Dataset Open Access
Tutorial data for chloroplast genome assembly: fastq reads from illumina and nanopore sequencing for the snow gum, Eucalyptus pauciflora.
Data from: Wang, W., Schalamun, M., Morales-Suarez, A. et al. Assembly of chloroplast genomes with long- and short-read data: a comparison of approaches using Eucalyptus pauciflora as a test case. BMC Genomics 19, 977 (2018) doi:10.1186/s12864-018-5348-8
Data hosted at NCBI under accession numbers: illumina (SRR7153063) and nanopore (SRR7153095). Additional illumina file SRR7153071 not used here.

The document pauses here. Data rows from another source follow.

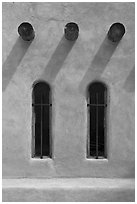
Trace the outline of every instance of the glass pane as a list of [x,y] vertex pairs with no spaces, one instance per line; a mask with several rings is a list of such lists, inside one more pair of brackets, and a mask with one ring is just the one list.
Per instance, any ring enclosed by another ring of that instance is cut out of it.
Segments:
[[90,155],[96,156],[96,108],[90,106]]
[[50,154],[50,114],[49,114],[49,106],[44,106],[43,107],[43,155],[47,156]]
[[104,107],[98,107],[98,155],[104,156]]
[[35,155],[41,154],[41,107],[35,106]]

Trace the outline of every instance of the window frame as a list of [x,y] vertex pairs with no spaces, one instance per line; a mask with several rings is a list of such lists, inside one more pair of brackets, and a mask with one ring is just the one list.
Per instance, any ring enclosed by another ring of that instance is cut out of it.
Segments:
[[[50,153],[49,156],[42,156],[42,158],[40,158],[39,156],[35,155],[35,111],[34,111],[34,88],[38,83],[45,83],[49,86],[50,91],[49,91],[49,104],[51,104],[51,106],[49,107],[49,140],[50,140],[50,144],[49,144],[49,149],[50,149]],[[31,97],[31,107],[32,107],[32,141],[31,141],[31,158],[34,159],[52,159],[53,157],[53,139],[52,139],[52,87],[51,85],[45,81],[45,80],[37,80],[33,83],[32,85],[32,97]]]
[[[104,123],[104,156],[99,156],[98,159],[95,156],[91,156],[90,155],[90,112],[89,112],[89,100],[90,100],[90,93],[89,93],[89,88],[91,85],[95,84],[95,83],[100,83],[102,84],[106,91],[104,92],[106,94],[105,98],[106,98],[106,108],[105,109],[105,123]],[[109,88],[108,85],[101,80],[94,80],[92,82],[90,82],[86,88],[86,105],[87,105],[87,145],[86,145],[86,158],[87,159],[93,159],[93,160],[103,160],[103,159],[108,159],[108,152],[109,152],[109,145],[108,145],[108,132],[109,132],[109,119],[108,119],[108,115],[109,115],[109,103],[110,103],[110,94],[109,94]]]

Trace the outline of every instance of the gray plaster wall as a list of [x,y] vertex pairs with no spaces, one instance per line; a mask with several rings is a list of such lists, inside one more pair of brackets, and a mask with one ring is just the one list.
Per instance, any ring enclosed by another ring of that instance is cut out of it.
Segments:
[[[2,4],[3,177],[134,177],[134,3]],[[35,39],[24,42],[18,26],[30,22]],[[63,29],[79,25],[69,42]],[[106,38],[121,22],[117,46]],[[32,85],[52,87],[53,158],[31,158]],[[107,159],[87,159],[86,87],[108,87]]]
[[134,202],[134,179],[3,179],[3,202]]

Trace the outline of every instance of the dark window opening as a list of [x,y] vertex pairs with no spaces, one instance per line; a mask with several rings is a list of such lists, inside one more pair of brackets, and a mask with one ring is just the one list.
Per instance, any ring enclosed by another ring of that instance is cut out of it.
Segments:
[[51,157],[51,91],[46,82],[33,88],[33,157]]
[[106,157],[107,88],[101,82],[88,87],[88,157]]

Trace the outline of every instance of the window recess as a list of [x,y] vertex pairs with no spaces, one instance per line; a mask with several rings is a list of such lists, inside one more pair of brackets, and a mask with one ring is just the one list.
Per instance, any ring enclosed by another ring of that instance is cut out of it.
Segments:
[[51,157],[51,90],[46,82],[33,88],[33,157]]
[[89,85],[87,108],[87,156],[95,159],[106,158],[107,88],[103,83],[94,82]]

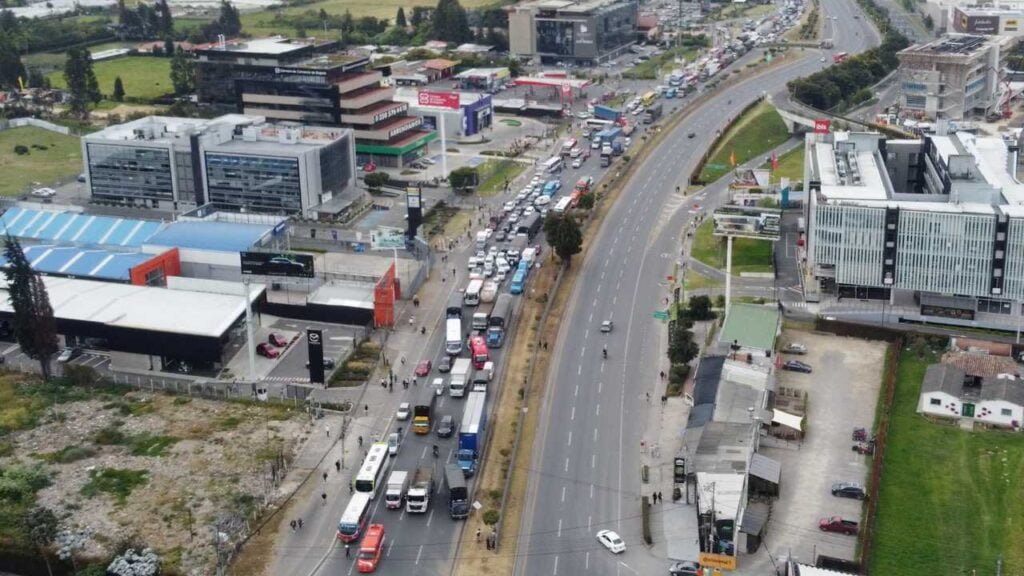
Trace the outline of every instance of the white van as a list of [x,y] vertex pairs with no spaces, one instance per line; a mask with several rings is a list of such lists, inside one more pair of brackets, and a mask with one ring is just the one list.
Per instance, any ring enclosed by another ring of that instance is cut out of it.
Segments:
[[476,233],[476,249],[483,250],[487,247],[487,231],[481,230]]
[[402,437],[398,432],[388,434],[388,456],[397,456],[398,449],[402,447]]

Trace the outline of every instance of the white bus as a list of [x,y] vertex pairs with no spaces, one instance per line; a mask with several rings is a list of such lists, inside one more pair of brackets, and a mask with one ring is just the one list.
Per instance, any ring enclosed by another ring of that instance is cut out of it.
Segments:
[[469,286],[466,287],[466,294],[462,297],[462,303],[466,306],[476,306],[480,304],[480,291],[484,288],[484,281],[480,278],[476,280],[470,280]]
[[587,118],[584,121],[584,125],[587,128],[597,128],[598,130],[604,130],[605,128],[611,128],[615,125],[615,122],[611,120],[601,120],[600,118]]
[[562,169],[562,166],[564,164],[565,163],[562,160],[561,156],[555,156],[553,158],[548,158],[547,160],[544,161],[544,171],[545,172],[558,172],[559,170]]
[[558,199],[558,203],[551,209],[555,214],[561,214],[569,209],[569,205],[572,204],[572,196],[562,196]]
[[444,351],[449,356],[462,354],[462,320],[449,318],[445,322]]
[[388,463],[388,443],[374,442],[366,453],[366,459],[356,474],[356,492],[369,494],[372,500],[377,495],[377,488],[384,481],[384,469]]
[[348,501],[345,512],[338,521],[338,540],[354,542],[362,535],[370,519],[370,495],[356,492]]

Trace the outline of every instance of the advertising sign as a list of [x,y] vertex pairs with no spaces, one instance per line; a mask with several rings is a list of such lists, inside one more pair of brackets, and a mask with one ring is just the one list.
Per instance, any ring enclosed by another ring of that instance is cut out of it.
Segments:
[[324,333],[322,330],[306,330],[306,347],[309,350],[309,381],[324,383]]
[[401,228],[377,228],[370,232],[373,250],[401,250],[405,248],[405,231]]
[[439,90],[420,90],[420,106],[431,106],[433,108],[459,109],[458,92],[441,92]]
[[725,206],[715,210],[715,236],[753,238],[755,240],[779,239],[779,223],[782,211],[757,206]]
[[313,256],[284,252],[242,252],[242,274],[312,278]]
[[701,568],[721,568],[722,570],[735,570],[736,557],[725,554],[700,553]]
[[416,230],[423,223],[423,193],[419,188],[407,188],[405,193],[405,213],[408,216],[409,228],[406,235],[416,237]]
[[828,134],[828,129],[832,126],[832,121],[827,118],[819,118],[814,121],[814,133],[815,134]]

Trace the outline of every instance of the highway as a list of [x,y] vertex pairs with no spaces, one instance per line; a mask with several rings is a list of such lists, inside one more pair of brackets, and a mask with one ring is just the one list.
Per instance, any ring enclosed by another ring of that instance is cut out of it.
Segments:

This is how the files have been changed from the original datasets:
Using the Galaxy platform (usegalaxy.org):
Each dataset was separately mapped to the NCBI Reference Sequence for Eucalyptus pauciflora chloroplast NC_039597.1, using BWA-MEM.
Unmapped reads were filtered out using a SAMtools flag.
Bam files were converted to fastq files.
Each fastq file was then reduced in size:
snow-gum-illumina-cp-reduced: has the first 62,500 reads only. Note that original pairing of reads has not been preserved so consider these to be unpaired reads for this tutorial.
snow-gum-nanopore-cp-reduced: has only reads that are longer than 90,000 bp.